We thus examined the ability of teams of WT or mutant kinesin-1 motors to transport Golgi elements to the cell periphery. Before addition of rapamycin, the Golgi was clustered near the nucleus of the cell (Figure 7—figure supplement 2A,E; Figure 7B, qualitatively 85% of cells have clustered Golgi; Figure 7C, quantitatively 83% of Golgi intensity near the nucleus). 30 min after addition of rapamycin and recruitment of teams of WT kinesin-1 motors to the Golgi surface, Golgi elements were efficiently dispersed to the cell periphery (Figure 7—figure supplement 2A,E; Figure 7B, qualitatively 82% of cells have dispersed Golgi; Figure 7C, 50% of Golgi intensity at the cell periphery). However, hindering either CNB or N-latch formation resulted in motors that were crippled in their ability to cooperate in teams to transport Golgi elements to the cell periphery.
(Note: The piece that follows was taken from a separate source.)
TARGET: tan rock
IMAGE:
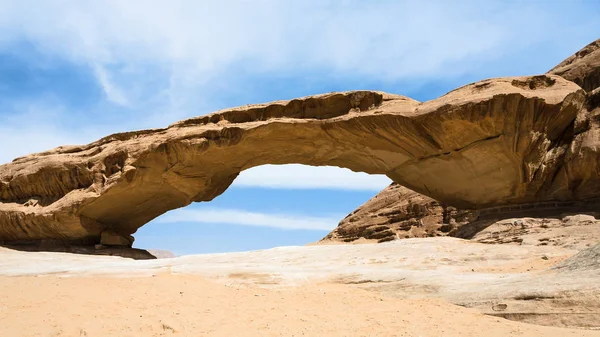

Thirty minutes after addition of rapamycin and recruitment of teams of CNB or Latch mutants, a significant fraction of Golgi elements remained clustered in the perinuclear region rather than accumulated at the cell periphery (Figure 7—figure supplement 2B,C,E; Figure 7B, qualitatively only 64% of cells have dispersed Golgi for CNB and 42% for Latch mutant; Figure 7C, quantitatively only 34% of Golgi intensity at the cell periphery for CNB and Figure 7D, only 35% for Latch mutant).

In this cellular assay, the effects of the CNB and N-latch mutations were additive as teams of CNB+Latch mutants were even more crippled in their capacity to cooperate and transport Golgi elements than the CNB and Latch mutant motors. Upon recruitment of CNB+Latch mutant motors, the majority of the Golgi elements remained clustered in the perinuclear region of the cell (Figure 7—figure supplement 2D,E; Figure 7B, qualitatively only 13% of cells have dispersed Golgi; Figure 7E, quantitatively only 22% of Golgi intensity at the cell periphery). Statistical analysis indicates that there is significant impairment of Golgi dispersion to the cell periphery after recruitment of mutant motors compared to WT motors (Figure 7C–E).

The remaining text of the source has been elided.